Doodspoor
Dit verhaal gaat over een man van
wie tot zijn veertigste jaar vrijveel bekend is, maar die daarna aan de andere
kant van de wereld in het niets verdween. Dit verhaal gaat over Theodorus
Johannes Welling, het vierde van de negen kinderen van Jacobus Welling
(1824-1893) en diens tweede vrouw Hendrika Steenbeek (1833-1899). Bij zijn eerste vrouw, Geertruida Hendrika van Munster
(1824-1861) had Jacobus al zes kinderen. Theodorus Johannes was een halfbroer
van mijn overgrootvader.
Theodorus Johannes Welling – ik
zal hem vanaf nu kortweg “Theo” noemen – kwam op 17 januari 1869 halverwege de
avond ter wereld. De volgende dag deed zijn vader aangifte van de geboorte. Na
geslaagd te zijn voor het toelatingsexamen kwam Theo in 1883 in de eerste klas
van de Burgeravondschool. Aan het einde van het schooljaar werd hij bevorderd
naar het tweede leerjaar. In zijn diensttijd schopte Theo het tot sergeant.
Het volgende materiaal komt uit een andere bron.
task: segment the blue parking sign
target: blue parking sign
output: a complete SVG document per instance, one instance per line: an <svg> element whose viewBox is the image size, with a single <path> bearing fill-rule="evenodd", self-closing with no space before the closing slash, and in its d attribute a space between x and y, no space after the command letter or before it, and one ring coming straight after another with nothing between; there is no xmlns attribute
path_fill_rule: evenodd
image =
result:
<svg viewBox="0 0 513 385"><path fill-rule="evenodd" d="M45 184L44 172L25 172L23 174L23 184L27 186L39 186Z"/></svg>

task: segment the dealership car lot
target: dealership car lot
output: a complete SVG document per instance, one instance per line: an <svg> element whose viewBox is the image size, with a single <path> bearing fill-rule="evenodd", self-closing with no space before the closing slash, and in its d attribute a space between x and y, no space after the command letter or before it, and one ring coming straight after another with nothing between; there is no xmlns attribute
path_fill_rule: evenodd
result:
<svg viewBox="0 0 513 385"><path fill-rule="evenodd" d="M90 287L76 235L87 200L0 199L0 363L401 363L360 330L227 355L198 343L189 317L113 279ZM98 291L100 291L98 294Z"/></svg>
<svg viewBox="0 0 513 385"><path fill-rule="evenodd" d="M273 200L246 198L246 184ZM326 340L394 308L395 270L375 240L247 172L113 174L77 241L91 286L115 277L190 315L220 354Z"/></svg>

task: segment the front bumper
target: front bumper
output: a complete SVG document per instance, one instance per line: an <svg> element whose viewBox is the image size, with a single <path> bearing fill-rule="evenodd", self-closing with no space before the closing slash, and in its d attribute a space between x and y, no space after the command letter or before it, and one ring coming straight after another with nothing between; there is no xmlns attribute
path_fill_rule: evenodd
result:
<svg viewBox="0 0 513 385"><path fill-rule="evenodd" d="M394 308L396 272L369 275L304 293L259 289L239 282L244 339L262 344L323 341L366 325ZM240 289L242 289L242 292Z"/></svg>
Hij
was kennelijk een begaafd schutter, want bij schietwedstrijden won hij diverse
prijzen.
Al op jonge leeftijd sloot Theo
zich aan bij de vrijwillige brandweer in Amersfoort. In 1896 volgde zijn
benoeming tot commandant, zoals de Amersfoortsche Courant vermeldde. Volgens de
krant van 3 oktober 1905 was Theo een onversaagde commandant, die zich bij een
brand in het bovenhuis boven het sigarenmagazijn van de heer M. Kraaijenhof
zeer verdienstelijk had gemaakt.
Amersfootsche
Courant, d.d. 03-10-1905
|
Een jaar eerder had de krant in
ongeveer dezelfde woorden geschreven over het optreden van Theo bij een brand
aan de Breedestraat. In 1907 verliet Theo de vrijwillige brandweer. Zijn
opvolger was W.H. Schuileman.
Een grote hobby van Theo was het
fokken van pluimvee. Voor de bevordering van de pluimveehouderij zette hij zich
ook bestuurlijk in. In 1893 werd hij penningmeester van de afdeling Amersfoort
van de betreffende vereniging. Een paar jaar later maakte hij deel uit van de regionale
commissie, die toezicht moest houden op de dekstations van de vereniging. Zelf
was Theo een goede fokker blijkens de prijzen die hij bij een tentoonstelling
van zijn dieren in ‘s Gravenhage in 1905 haalde. Zijn koekoek witkuifhanen
wonnen de eerste en tweede prijs en zijn hen won ook de eerste prijs.
Amersfoortsche
Courant, d.d. 25-01-1905
|
Dat Theo op nog andere manieren
betrokken was bij het openbare leven in Amersfoort bleek, toen hij in 1903 lid
werd van de commissie, die de feesten organiseerde rond het verplaatsen van de
Amersfoortse kei.
In 1896 nam Theo, met aanbeveling
van zijn moeder, de meer dan vijftig jaar oude kleermakerij en handel in
stoffen over van zijn vader, die al in 1893 was overleden. Het bedrijf was
gevestigd aan de Utrechtsestraat op nr. 14.
Nieuwe
Amersfoortsche Courant d.d. 22-08-1896
|
Op dinsdag 13 februari 1900 trad
Theo in Amersfoort in het huwelijk met Geertrudis Breuer. Geertrudis was op 28
mei 1881 in Antwerpen, zij was dus nog maar 18 jaar toen ze trouwde. Het stel
was rwee weken voor de bruiloft in ondertrouw gegaan. Voor zover bekend zijn er
uit het huwelijk van Theo met Geertrudis geen kinderen voortgekomen.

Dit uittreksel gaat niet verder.